Около месяца назад Воорт пригласил ее на чашку кофе, убедив самого себя, что хочет поговорить о делах, потом понял, что это вранье, и больше не звонил. Но по ночам он иногда ловит себя на мыслях о ней. Время от времени, в минуты близости с Камиллой, перед глазами возникает образ обнаженной Тины. Воображать это стройное тело — всего лишь невинная фантазия, говорит он себе.
«У всех бывают фантазии».
— Большая свадьба или маленькая?
— У нас большая голландская семья. Для тех, кому не хватит места в доме, натянем тент.
Воорт ненавидит морги: по кабинетам и коридорам гуляет эхо, запахи пристают к одежде, копы и врачи склоняются над каталками, трубки впиваются в тела, высасывая жизненные соки, а не вливая их.
Он ненавидит блестящие шкафы и кондиционеры: те морозят так, что комфортно лишь мертвецам. Ненавидит, когда после больших пожаров или авиакатастроф коридоры заполняются носилками, а на парковках выстраиваются кареты «скорой помощи». После морга его всегда тянет в церковь; ходишь тут, словно в стальном гробу. И везде мерещится тиканье часов. Хочется немедленно взять выходной и заняться любовью с Камиллой — чтобы почувствовать себя живым.
Некоторые копы привыкают: шутят о трупах, курят сигары, чтобы избавиться от запаха… Воорту кажется, что они утратили что-то важное.
Когда Конраду было восемь, отец привел его в старый морг.
— Почему тут пахнет, как в больнице, если лечить уже некого? — спросил мальчик.
— Если станешь копом, то будешь приходить сюда часто. Приходить, чтобы другие люди не попадали сюда раньше срока.
А потом отец повел его в «Лаки Тимс пицца» и заказал пиццу с двойной порцией сыра, сосисок и пепперони, а еще маслины, сладкий зеленый перец и жареный лук. Все любимые добавки сына. Как будто хотел извиниться за то, что показал такую мерзость, и отпраздновать возможность есть, пить, дышать.

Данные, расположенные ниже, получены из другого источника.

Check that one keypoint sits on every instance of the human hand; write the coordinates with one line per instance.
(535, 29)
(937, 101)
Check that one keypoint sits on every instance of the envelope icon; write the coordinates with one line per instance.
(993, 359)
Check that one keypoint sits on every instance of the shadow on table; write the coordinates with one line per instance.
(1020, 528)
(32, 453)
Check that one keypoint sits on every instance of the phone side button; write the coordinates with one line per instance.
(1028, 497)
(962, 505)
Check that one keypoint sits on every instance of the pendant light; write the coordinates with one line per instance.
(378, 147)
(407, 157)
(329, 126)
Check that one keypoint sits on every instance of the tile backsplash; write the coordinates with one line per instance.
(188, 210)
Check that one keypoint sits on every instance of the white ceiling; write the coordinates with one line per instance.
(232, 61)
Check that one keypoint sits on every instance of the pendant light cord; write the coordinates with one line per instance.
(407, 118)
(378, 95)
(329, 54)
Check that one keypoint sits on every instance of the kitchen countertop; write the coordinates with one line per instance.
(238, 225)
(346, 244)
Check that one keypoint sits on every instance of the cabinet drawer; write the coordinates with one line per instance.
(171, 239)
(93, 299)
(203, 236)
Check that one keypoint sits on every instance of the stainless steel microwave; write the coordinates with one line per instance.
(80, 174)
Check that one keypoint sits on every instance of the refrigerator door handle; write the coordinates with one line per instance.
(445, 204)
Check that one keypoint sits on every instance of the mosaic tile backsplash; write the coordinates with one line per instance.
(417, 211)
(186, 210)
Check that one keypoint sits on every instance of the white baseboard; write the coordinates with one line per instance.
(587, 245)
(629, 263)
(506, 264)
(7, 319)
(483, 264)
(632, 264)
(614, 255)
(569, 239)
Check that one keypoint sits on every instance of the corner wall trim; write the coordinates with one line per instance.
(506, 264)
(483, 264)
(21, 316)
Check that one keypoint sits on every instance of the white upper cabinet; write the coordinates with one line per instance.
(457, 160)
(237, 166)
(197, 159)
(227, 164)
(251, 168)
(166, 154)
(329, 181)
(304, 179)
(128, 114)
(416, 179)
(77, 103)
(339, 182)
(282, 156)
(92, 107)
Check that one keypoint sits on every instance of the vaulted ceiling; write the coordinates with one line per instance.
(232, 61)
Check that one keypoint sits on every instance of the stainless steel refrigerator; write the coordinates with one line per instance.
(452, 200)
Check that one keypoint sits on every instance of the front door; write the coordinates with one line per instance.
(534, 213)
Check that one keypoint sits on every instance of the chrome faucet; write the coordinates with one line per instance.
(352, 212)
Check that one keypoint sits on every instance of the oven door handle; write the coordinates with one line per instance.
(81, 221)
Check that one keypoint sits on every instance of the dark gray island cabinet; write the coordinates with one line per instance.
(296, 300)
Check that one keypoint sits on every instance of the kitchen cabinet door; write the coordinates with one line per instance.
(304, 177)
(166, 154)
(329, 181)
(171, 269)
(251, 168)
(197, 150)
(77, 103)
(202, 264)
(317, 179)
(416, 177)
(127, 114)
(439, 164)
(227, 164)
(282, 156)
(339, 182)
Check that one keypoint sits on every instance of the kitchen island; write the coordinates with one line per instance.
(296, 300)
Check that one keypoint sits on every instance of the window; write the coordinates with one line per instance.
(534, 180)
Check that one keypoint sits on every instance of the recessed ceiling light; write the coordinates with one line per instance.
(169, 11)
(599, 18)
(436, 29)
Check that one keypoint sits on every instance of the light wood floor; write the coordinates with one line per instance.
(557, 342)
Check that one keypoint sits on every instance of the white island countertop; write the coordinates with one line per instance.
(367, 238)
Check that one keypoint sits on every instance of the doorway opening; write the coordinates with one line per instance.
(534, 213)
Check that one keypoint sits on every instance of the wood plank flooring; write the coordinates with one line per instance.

— Что это за факс, Воорт? — спрашивает Тина.
— Список пропавших без вести.
Она покачивает стройной ножкой, иногда из-под небесно-голубого медицинского халата виден чулок.
— Я передвинула твоего утопленника в начало очереди. Хотя никто из ждавших раньше не протестовал. Хочешь понаблюдать?
— Нет.
Впрочем, Воорт все равно следует за ней. Она идет плавно, словно под музыку — музыку тела, которая слышна ей одной. Ставит высокие каблуки ровно один за другим. Ни один мужчина не смог бы идти так, даже если бы попытался.
Пока Тина выбирает инструменты для вскрытия, Воорт просматривает имена пропавших. В начале списка числятся некие Бет Ааронс (белая), Харви Кларк (белый) и Клеон Фрэнсис (черный). Дальше идут Марсель Пол и Кларисса Санчес, потом Эрика Макс и Питер Дегранж (42 года, особая примета — шрам на носу, проживает в Катона, штат Нью-Йорк).
В данный момент все эти имена — просто комбинации букв. У них нет лиц, страстей, антипатий. Но Воорт знает, что за каждым именем — тревожный звонок в управление. Каждое имя значит, что чья-то дочь, супруг, любовница или друг сидит у телефона или смотрит в окно, со страхом ожидая приезда полицейской машины, появления детектива, который приведет их в это ужасное место.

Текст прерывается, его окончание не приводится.